As soon as EMS purports to touch the rest of the healthcare system, but does so while holding fast to a non-interoperable data set, it faces a serious problem that first reared its head on Feb. 4, 2014, at a “Health Information Exchanges & the Pre-Hospital Environment” summit held in Washington, D.C., at the Office of the Assistant Secretary for Preparedness and Response. ASPR was joined by representatives from the office of Dr. Karen DeSalvo, the National Coordinator of Healthcare Information Technology, and together they made a pitch in favor of the role for EMS in Accountable Care Organizations, including the need for EMS-EHR interoperability.
Why was pre-hospital data suddenly important to the hospital side of the patient handoff, where I was once told doctors “have been trained to save lives in the absence of information”? As it often does, the answer came down to money: according to Health Catalyst, “On October 1, 2014, the final payment and policy changes for hospital readmissions from CMS went live. Just weeks into the change, thousands of hospitals across the United States are feeling the financial pressures of the increased penalty.” Hospital readmission penalties ratcheted up.

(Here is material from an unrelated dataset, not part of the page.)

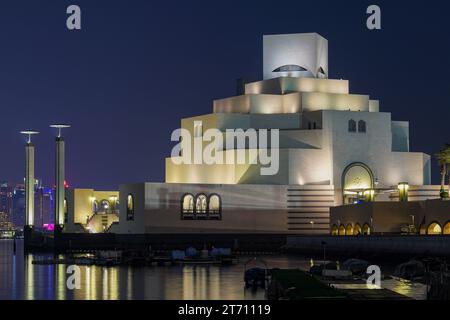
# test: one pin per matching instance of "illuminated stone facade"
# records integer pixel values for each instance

By 2015, states started requiring EMS agencies to implement NEMSIS version 3 — the latest major release, some ten years in the making. At the same time, readmission penalties increased (according to Modern Healthcare), “for fiscal 2015 the CMS added treatment for two conditions…and the penalty rose to 3%”), and the nationwide use of ICD-10 went into effect in October. Hospital systems like Palmetto Health in South Carolina, Mount Sinai Medical Center in NYC, the University of New Mexico Hospital, Centura Health System in Denver, St. Vincent’s Carmel in Indiana, Essentia Health in Minnesota, and Alameda Hospital near Oakland, began vigorously seeking pre-hospital data to track patients and/or keep them from returning to the ED within 30 days. Thus emerged “Community Paramedicine / Mobile Integrated Health” — the deployment of Fire and EMS personnel into patient’s homes to proactively keep them from relying on 9–1–1 when they may not need an emergency visit.
ONCHIT, NEMSIS, and NHTSA’s Office of EMS must incorporate technologists’ perspectives ASAP, to avoid the roadblocks that will persist and get worse if our industry keeps relying on “separate but equal” data systems between prehospital and in-hospital care, when such systems are redundant, crazy expensive, and ultimately contradictory to the flow of patient information along a care continuum.
(DISCLOSURE: On 25 November 2015, with generous support from the California Health Care Foundation, Alameda County EMS validated that Beyond Lucid Technologies, the company that I lead as CEO, became the first technology firm to successfully transform a NEMSIS v3 document to CCD.)